What is Windows Resource Protection, and how does it work?
Windows Resource Protection sets up discretionary access control lists (DACLs) and access control lists (ACLs) defined for protected resources. Only the Windows Modules Installer service account known as TrustdInstaller has the full permission to modify the WRP protected resources. The “Trusted Installer” account is used to secure core operating system files and registry keys. Protected files and registry keys have an access control list applied that prevents other user accounts and programs that execute under any other user account except the TrustedInstaller account from making changes.
Windows File Protection works by registering for notification of file changes in Winlogon. If any changes are detected to a protected system file, the modified file is restored from a cached copy located in a compressed folder at %WinDir%\System32\dllcache. Administrators no longer have full rights to system files. Protected resources can be modified or replaced only if administrators take ownership of the resource and add the appropriate Access Control Entries (ACEs).
What is the difference between WRP and WFP?
The main difference between WRP and WFP is that WRP also protects several critical folders and is extended to include registry values also. WRP copies only those files that are needed to restart Windows to the cache directory located at %WinDir%\WinSxS\Backup, which brings us to another major difference between WFP and WRP: WRP does not copy those critical files that are not needed to restart Windows to the cache directory, unlike Windows File Protection, which cached the entire set of protected file types in the Dllcache folder.
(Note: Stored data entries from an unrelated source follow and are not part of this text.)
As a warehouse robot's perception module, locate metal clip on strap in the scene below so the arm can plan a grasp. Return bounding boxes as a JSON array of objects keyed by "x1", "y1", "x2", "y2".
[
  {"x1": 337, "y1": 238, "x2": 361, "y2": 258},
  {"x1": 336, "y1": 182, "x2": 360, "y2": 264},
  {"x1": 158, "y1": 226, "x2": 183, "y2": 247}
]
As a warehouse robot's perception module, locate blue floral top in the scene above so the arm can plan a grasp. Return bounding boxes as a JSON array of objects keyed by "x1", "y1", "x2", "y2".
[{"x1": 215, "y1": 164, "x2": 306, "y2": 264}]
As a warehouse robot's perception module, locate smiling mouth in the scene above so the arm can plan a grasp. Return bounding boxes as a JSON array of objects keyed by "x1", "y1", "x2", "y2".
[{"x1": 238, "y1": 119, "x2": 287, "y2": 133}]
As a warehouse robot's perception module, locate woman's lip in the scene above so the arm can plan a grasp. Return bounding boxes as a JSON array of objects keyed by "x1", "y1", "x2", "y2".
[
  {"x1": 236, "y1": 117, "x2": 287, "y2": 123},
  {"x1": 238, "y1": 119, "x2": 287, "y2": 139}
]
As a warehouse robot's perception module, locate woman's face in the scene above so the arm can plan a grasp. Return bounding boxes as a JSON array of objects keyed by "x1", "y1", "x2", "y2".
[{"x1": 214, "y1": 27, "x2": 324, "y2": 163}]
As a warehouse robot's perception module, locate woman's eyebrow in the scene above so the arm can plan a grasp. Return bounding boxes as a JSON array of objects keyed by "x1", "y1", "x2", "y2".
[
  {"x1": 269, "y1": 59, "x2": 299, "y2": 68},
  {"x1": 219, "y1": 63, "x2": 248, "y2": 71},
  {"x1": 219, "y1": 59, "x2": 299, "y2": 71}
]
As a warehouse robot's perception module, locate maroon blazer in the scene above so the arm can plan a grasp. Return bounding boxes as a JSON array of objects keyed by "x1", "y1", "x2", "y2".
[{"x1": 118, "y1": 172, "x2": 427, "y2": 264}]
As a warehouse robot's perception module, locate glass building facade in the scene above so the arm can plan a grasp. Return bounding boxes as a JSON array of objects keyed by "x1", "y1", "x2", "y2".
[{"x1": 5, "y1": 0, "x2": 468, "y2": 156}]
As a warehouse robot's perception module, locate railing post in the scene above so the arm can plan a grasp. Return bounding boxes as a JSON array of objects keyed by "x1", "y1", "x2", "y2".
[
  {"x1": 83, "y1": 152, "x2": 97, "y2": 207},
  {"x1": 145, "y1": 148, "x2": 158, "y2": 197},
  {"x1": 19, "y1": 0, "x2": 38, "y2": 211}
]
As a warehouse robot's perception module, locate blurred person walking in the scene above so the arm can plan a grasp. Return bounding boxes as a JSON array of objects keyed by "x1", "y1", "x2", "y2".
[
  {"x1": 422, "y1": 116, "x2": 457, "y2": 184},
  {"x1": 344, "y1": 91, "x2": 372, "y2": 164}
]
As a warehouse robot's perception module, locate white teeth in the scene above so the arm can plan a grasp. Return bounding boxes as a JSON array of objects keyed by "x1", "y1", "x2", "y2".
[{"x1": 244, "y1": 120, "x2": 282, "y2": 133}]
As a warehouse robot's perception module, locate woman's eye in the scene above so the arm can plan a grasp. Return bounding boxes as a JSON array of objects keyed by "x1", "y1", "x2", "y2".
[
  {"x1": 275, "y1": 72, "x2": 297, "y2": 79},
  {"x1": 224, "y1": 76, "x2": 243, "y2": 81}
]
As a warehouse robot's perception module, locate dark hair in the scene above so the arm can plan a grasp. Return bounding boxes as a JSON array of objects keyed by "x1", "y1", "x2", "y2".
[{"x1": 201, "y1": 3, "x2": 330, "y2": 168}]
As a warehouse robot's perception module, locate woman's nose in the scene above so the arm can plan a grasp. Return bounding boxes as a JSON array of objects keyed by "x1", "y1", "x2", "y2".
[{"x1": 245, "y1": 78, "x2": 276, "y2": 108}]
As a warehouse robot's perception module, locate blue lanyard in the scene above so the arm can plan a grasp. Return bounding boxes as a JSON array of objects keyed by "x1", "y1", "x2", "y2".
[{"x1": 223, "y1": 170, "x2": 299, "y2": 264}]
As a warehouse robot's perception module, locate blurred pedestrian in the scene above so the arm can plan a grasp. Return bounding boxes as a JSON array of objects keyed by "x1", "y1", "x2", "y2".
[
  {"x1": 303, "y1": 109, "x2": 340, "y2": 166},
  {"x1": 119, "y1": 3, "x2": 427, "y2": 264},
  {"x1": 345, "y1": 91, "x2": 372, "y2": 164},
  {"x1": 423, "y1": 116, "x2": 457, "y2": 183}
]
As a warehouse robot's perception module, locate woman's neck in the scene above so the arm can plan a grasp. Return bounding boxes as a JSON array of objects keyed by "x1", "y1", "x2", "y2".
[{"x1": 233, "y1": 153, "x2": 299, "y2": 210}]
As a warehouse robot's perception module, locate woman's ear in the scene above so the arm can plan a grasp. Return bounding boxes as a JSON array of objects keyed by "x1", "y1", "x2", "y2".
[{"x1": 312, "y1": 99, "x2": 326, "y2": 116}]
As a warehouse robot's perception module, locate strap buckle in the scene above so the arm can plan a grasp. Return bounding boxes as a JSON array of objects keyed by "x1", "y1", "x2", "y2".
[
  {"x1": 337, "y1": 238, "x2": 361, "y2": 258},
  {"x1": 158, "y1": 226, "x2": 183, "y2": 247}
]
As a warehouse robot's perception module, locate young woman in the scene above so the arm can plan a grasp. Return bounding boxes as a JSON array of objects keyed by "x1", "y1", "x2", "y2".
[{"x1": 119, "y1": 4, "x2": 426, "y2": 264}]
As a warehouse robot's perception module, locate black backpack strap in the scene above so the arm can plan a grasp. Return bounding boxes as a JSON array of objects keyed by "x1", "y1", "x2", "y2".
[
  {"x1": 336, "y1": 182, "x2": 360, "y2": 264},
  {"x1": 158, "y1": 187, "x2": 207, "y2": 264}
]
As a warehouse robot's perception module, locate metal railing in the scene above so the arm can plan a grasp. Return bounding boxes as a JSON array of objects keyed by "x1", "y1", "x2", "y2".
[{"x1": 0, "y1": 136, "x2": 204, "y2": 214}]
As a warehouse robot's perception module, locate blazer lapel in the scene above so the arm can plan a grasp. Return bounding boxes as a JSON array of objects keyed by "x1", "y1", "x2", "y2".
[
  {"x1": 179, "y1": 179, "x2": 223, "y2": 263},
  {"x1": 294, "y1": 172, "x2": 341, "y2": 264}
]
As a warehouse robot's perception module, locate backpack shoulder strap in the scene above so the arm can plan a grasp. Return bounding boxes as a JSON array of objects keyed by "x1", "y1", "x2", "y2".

The size of the cache directory and the list of files copied to the cache cannot be modified. The third difference between WFP and WRP is that Windows Resource Protection applies stricter measures to protect files by setting ACLS on a per-item basis. Thus in taking ownership of any single item, that particular item can be replaced while other items remain protected, whereas with WFP, if we have to replace a single protected file, then WFP has to be disabled completely.
What resources does WRP protect?
A folder containing only WRP-protected files may be locked so that only the Windows trusted installer SID is able to create files or subfolders in the folder. A folder may be partially locked to enable administrators to create files and subfolders in the folder. An important point to note is that if a key is protected by WRP, all its sub-keys and values can be protected. Also System File Checker is also integrated with WRP which can be used to check the integrity of files under specific folder paths, including the Windows folder and the boot folder.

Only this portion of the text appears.